Sri Lankan authorities on Monday discovered a facility believed to be used as a training centre by the suicide bombers prior to the terror attacks on churches and luxury hotels on the Easter Sunday that killed more than 250 people.
Nine suicide bombers carried out a series of devastating blasts that tore through three churches and three luxury hotels on the Easter Sunday. The Islamic State claimed the attacks, but the government blamed local Islamist extremist group National Thawheed Jammath (NTJ) for the attacks.
The two-storey building was discovered in the Blackpool area in Nuwara Eliya. Details of this facility had surfaced during questioning of some suspects who were arrested in connection with the NTJ in Sainthamaruthu, Kalmunai, the Times Online reported.
"It is believed that 38 members of the NTJ group including suicide bomber Zahran had received training at this facility prior to the recent terror attacks," it said.
Zahran, the mastermind behind the Easter blasts, led the attack on the Shangri-La hotel and was accompanied by a second bomber identified as Ilham Ahmed Ibrahim.

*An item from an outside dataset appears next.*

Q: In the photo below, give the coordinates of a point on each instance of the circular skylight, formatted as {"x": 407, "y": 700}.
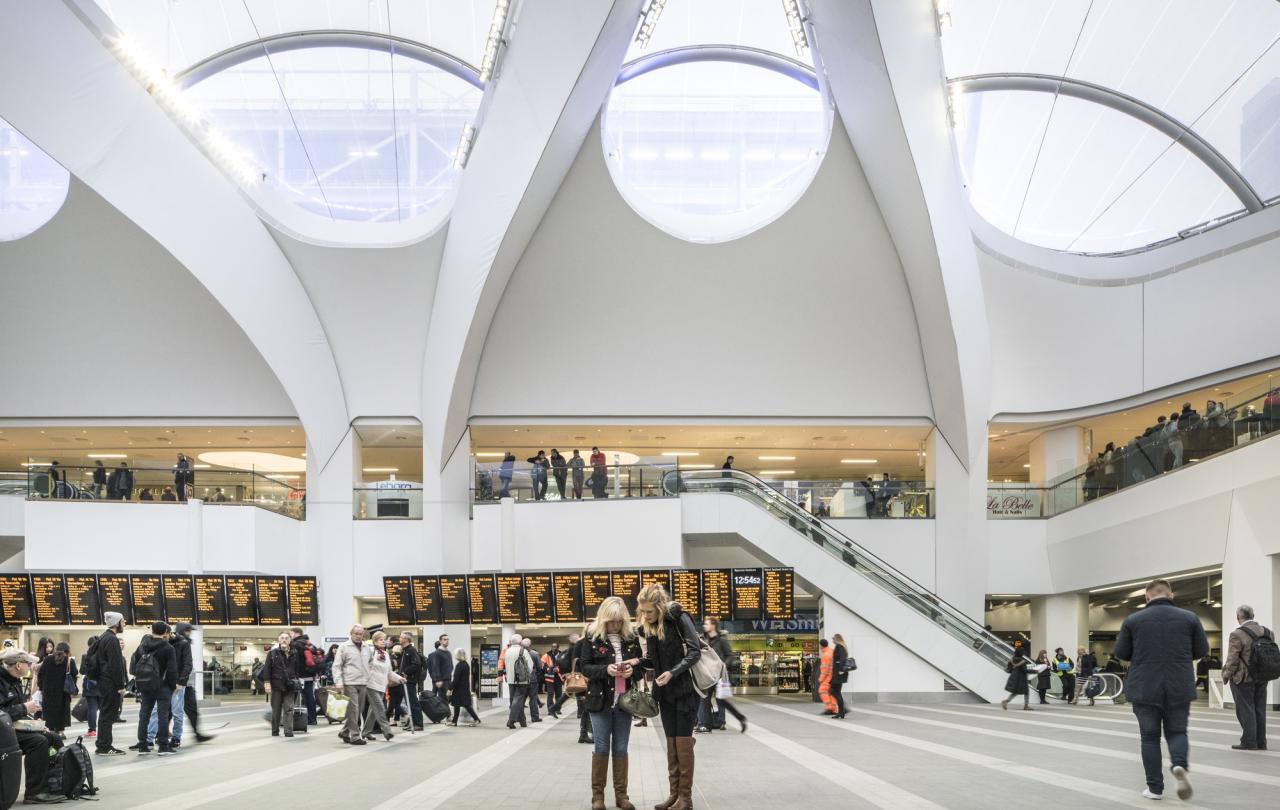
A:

He was killed inside the hotel where he blew himself up.
The training centre had been set-up in the building that had been on rent.
Police have arrested the owner of the house and two other individuals who had allegedly provided accommodation facilities at the building.
The NTJ has no history of large-scale attacks. The group came to prominence last year when it was blamed for damaging Buddhist statues.
All suicide bombers involved in the blasts are believed to be Sri Lankan nationals.
In a statement issued through its propaganda 'Amaq' news agency two days after the attacks, the ISIS identified the attackers as Abu Ubayda, Abu al-Mukhtar, Abu Khalil, Abu Hamza, Abu al-Bara'a, Abu Muhammad and Abu Abdullah.
The move to ban the outfits came after the Lankan Parliament adopted a newly-enforced emergency regulation on Wednesday following a series of eight coordinated blasts, which ripped through three churches and three high-end hotels frequented by tourists on April 19 in the country's deadliest violence since the devastating civil war ended in 2009.